Our diversity makes me hopeful that anyone can find a spiritual home in our church family.
  It wasn’t always so.
  My family immigrated to Canada in 1960 so that my dad could serve a Christian Reformed Church in Clinton. Every member of that church was a Dutch immigrant like us and evening services were still held in the Dutch language. No wonder that the community called us “the Dutch church.”
  The five Christian Reformed churches that my dad served in Canada saw some diversification, mainly through marriages to “Canadians.” After his retirement, he led Bible studies and Sunday services in a Florida trailer park where they lived five months of the year. Dad would joke that his Florida flock was his most ecumenical church!
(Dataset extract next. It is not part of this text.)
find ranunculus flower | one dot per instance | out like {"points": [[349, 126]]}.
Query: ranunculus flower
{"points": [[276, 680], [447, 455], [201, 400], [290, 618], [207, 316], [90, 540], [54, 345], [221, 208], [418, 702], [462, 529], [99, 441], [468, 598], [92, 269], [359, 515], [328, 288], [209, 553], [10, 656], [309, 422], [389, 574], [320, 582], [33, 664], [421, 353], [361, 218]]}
  In the meantime, Marja and I became adoptive parents. We filled out forms that asked whether the child’s race mattered. “Of course, not,” we said. Today we celebrate God’s gifts of an African American older daughter and an Italian Jamaican younger daughter. My new son-in-law is from Puerto Rico and my youngest son-in-law is a blond, blue-eyed Dutch Canadian who is often mistaken for my son. Our three granddaughters sport a beautiful complexion that their pasty-white grandparents can only dream about! Given our multi-racial family, you can understand why we have always hoped for a church that is just as diverse. The CRC’s entrenched image as a Dutch church made that difficult. In our first church, for example, I was very discouraged when a new member from the community referred to her new church as the Dutch Reformed Church. “We’re not a Dutch Reformed Church,” I explained. “Sure you are,” she insisted. “It says so right on your church sign.” I had to physically drag her to the sign to convince her that it said First Christian Reformed Church of Orillia.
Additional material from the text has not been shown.